Der Blues in Zürich

Text

von  atala

Ein Fragment

Worüber spricht man, wenn die Leere einen einholt? Wenn man taub ist vom ganzen Nebel und der lauten Musik. Taub von den überschwänglichen Worten, den kalten Umarmungen. Wenn man die Gesichter nicht sieht vor lauter Schminke und den Menschen nicht vor lauter Verkleidung. Dein Grinsen ist nichts als eine Fratze, deine Augen bleiben kalt, während sich dein Mund biegt.

Nein, ich habe keine Lust mich zu unterhalten. Ich möchte nicht tanzen, nicht trinken nicht lachen. Ich möchte nicht schlafen, nicht sitzen, nicht arbeiten. Ich möchte gar nichts. Doch, ich will, dass die Sonne scheint und ich will so weit wie möglich von hier weg sein. Ich vertrete die Ansicht, dass irgendwo anders alles besser ist. Die Illusion, dass sich alles ändert, wenn man nicht hier ist. Die Illusion, dass der Knopf in der Brust sich löst, dass man Nähe erträgt, dass man wieder zuhören und erzählen kann. Dass alles wieder gut wird, wenn man weit weg ist.

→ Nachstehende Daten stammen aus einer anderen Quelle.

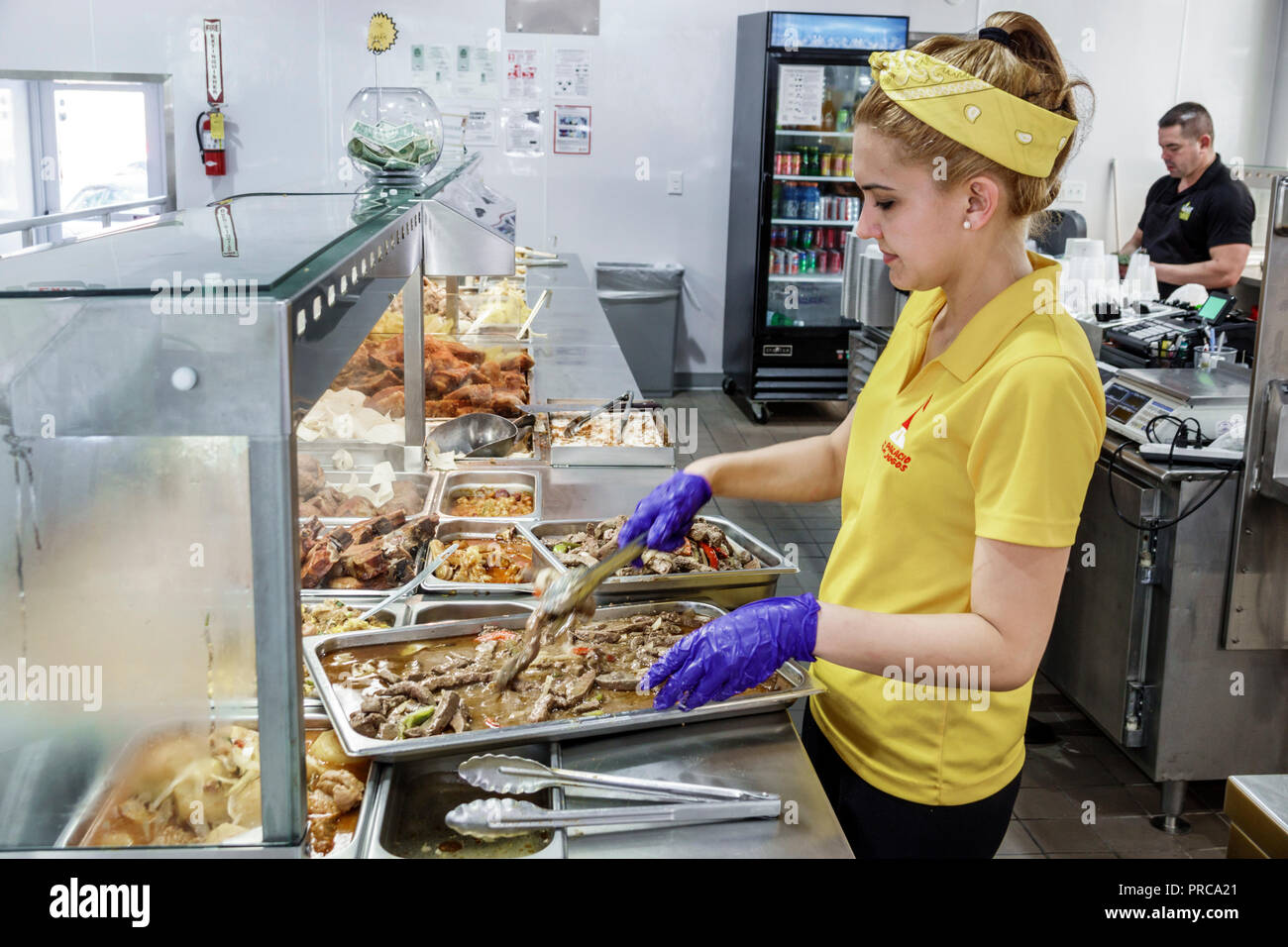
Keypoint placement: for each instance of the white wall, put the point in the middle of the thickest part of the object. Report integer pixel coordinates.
(662, 89)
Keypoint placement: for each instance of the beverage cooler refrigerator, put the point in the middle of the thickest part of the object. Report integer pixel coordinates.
(793, 200)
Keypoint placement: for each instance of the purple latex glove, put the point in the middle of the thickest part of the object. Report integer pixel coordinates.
(664, 517)
(734, 652)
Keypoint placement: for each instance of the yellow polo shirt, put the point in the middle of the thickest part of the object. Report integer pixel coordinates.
(996, 437)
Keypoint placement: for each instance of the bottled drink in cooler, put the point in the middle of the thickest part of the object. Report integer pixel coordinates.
(828, 114)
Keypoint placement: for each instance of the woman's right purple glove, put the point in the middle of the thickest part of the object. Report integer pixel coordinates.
(664, 517)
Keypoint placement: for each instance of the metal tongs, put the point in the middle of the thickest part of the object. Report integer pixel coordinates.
(622, 399)
(688, 802)
(413, 583)
(559, 602)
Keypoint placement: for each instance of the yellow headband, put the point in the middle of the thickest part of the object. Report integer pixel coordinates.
(1001, 127)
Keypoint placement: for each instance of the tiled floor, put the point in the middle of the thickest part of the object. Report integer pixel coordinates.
(1081, 796)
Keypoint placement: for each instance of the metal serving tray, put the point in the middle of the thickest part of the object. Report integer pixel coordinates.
(432, 611)
(334, 478)
(454, 530)
(459, 480)
(588, 455)
(390, 813)
(391, 750)
(728, 589)
(95, 799)
(361, 595)
(397, 615)
(366, 454)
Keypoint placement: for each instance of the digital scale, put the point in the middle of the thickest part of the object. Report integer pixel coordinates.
(1133, 397)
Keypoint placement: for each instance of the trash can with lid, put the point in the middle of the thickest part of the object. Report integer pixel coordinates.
(642, 302)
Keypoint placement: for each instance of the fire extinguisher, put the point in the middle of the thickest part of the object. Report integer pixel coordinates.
(210, 141)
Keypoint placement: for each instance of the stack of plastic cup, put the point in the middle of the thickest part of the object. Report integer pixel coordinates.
(1141, 282)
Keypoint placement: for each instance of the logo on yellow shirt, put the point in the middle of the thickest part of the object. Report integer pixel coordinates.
(892, 449)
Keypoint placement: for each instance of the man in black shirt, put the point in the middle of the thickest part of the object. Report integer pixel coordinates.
(1197, 226)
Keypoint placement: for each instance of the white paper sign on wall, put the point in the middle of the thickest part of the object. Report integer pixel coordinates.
(800, 95)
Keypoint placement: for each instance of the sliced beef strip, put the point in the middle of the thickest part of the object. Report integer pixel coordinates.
(617, 681)
(596, 635)
(366, 724)
(661, 564)
(541, 709)
(578, 689)
(449, 702)
(706, 532)
(462, 678)
(318, 562)
(419, 692)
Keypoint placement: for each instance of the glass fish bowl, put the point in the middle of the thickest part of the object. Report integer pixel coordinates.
(393, 136)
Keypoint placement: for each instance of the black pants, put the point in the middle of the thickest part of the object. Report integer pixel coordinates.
(883, 826)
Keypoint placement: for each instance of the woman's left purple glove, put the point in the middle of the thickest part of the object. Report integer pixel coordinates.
(734, 652)
(665, 515)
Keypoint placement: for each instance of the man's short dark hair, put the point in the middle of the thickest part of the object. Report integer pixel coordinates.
(1193, 119)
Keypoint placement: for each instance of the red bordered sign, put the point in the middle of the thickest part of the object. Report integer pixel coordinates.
(214, 62)
(572, 131)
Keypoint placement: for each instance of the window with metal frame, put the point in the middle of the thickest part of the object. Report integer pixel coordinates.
(81, 153)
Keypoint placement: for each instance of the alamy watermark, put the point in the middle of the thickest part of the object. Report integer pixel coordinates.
(211, 295)
(936, 684)
(53, 684)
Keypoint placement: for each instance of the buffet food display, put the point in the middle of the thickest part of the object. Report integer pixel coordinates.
(706, 549)
(613, 438)
(494, 305)
(459, 379)
(502, 558)
(423, 688)
(331, 616)
(373, 554)
(490, 501)
(338, 495)
(609, 429)
(193, 787)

Was willst du den hören von einem Mädchen, das das Gefühl hat, alles schon mal erlebt zu haben? Alles schon gehört, gesehen, gefühlt. Von einem Mädchen, das betäubt ist vom Leben.
Sag mir nicht, dass du mich schön findest, etwas Gewöhnlicheres könntest du nicht sagen. Komm, ich mag dich, du hast diese etwas zerzausten Haare und die angedeuteten Augenringe, so als ob du müde wärst, weil du Wichtiges zu erledigen hast. Eine Arbeit bei einem Projekt, oder vielleicht schreibst du ja für eine Zeitschrift oder bist Fotograf. Oder Kunststudent oder was weiss ich. Ja, du bist es, alles zusammen. Und plötzlich siehst du aus wie alle andern, sagst das, was alle andern sagen. Ich mache die Augen zu und denke mir, was ist undankbarer, als alles zu haben und nichts davon zu wollen. Alles überdrüssig zu sein, am meisten mich selbst.

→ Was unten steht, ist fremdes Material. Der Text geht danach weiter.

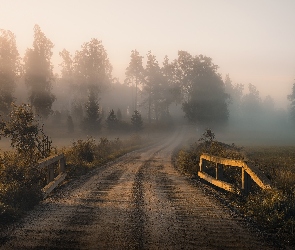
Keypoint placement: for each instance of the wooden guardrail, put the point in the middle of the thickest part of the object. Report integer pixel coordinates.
(249, 173)
(52, 181)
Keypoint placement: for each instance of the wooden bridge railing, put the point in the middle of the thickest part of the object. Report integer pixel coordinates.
(249, 173)
(52, 181)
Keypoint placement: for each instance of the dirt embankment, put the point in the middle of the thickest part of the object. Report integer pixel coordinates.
(139, 202)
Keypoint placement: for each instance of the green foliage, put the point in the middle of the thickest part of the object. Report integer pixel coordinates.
(135, 73)
(20, 187)
(273, 210)
(70, 124)
(26, 135)
(9, 69)
(83, 156)
(119, 114)
(112, 121)
(38, 73)
(92, 120)
(205, 99)
(136, 121)
(291, 98)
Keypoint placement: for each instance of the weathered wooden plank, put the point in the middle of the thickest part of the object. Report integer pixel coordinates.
(257, 176)
(223, 161)
(52, 185)
(218, 183)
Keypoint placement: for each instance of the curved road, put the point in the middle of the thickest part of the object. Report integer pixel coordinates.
(138, 202)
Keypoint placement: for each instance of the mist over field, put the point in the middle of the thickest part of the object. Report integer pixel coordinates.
(228, 66)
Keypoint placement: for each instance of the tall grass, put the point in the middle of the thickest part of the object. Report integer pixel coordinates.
(272, 210)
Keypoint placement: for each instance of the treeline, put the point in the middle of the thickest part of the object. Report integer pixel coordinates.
(86, 95)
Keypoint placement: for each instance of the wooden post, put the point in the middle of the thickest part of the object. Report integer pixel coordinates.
(219, 172)
(200, 164)
(62, 165)
(50, 173)
(246, 181)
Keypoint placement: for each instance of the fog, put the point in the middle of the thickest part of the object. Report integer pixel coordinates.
(226, 65)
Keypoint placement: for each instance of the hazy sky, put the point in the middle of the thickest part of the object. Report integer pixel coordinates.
(253, 41)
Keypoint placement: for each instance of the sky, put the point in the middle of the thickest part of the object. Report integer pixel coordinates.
(253, 41)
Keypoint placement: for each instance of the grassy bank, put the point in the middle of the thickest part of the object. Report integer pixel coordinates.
(21, 185)
(273, 210)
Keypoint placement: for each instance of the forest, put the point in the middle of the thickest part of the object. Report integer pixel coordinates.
(85, 101)
(86, 98)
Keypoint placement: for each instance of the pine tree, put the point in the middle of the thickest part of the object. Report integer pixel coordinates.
(112, 121)
(92, 120)
(136, 121)
(9, 69)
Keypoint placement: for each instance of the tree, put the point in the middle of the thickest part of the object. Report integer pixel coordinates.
(153, 87)
(112, 121)
(38, 73)
(26, 135)
(251, 102)
(135, 73)
(235, 92)
(291, 98)
(92, 120)
(70, 124)
(136, 121)
(9, 69)
(92, 72)
(119, 114)
(92, 68)
(203, 91)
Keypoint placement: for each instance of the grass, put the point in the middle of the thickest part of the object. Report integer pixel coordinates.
(273, 211)
(21, 185)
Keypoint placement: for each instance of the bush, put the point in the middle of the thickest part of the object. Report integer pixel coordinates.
(20, 180)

Worüber soll ich denn mit dir reden, wenn du mir einen Club Mate bestellst und ich ihn an die Wand gelehnt trinke, mit meinem Lederkleidchen und dem Glitzer im Gesicht. Was soll ich zu dir sagen, was antworten auf deine leeren Sätze, deine Worte ohne Inhalt, ohne Bedeutung.

Sag mir nicht, dass du meine Nummer willst. Ich werde keine Lust haben dir zu antworten, ich werde mich umdrehen und nach Hause gehen. Ohne Jacke, ohne mich von meinen Freunden zu verabschieden. Unter den Brücken laufen, unter den Lichtern. Ich werde den Umweg machen und der Limmat entlang gehen. Die aufgehende Sonne wird bleich hinter dem Nebel stehen und das Wasser wird grau sein und der Himmel weiss und ich werde zwischen ihnen sein und den Rest nicht bemerken, der sich zwischen Wasser und Himmel klemmt. Zuhause wird mich eine leere Wohnung erwarten, die unaushaltbare Stille und das Motorengeräusch der Flugzeuge, die über mich hinwegdonnern. Das Geräusch der Sehnsucht, dem Fernweh. Ich werde mir denken, was gäbe ich nur, wenn ich in dieser Maschine sitzen könnte. Ich werde mich in die leere Badewanne legen und auf den Schlaf warten, der lange nicht kommen wird.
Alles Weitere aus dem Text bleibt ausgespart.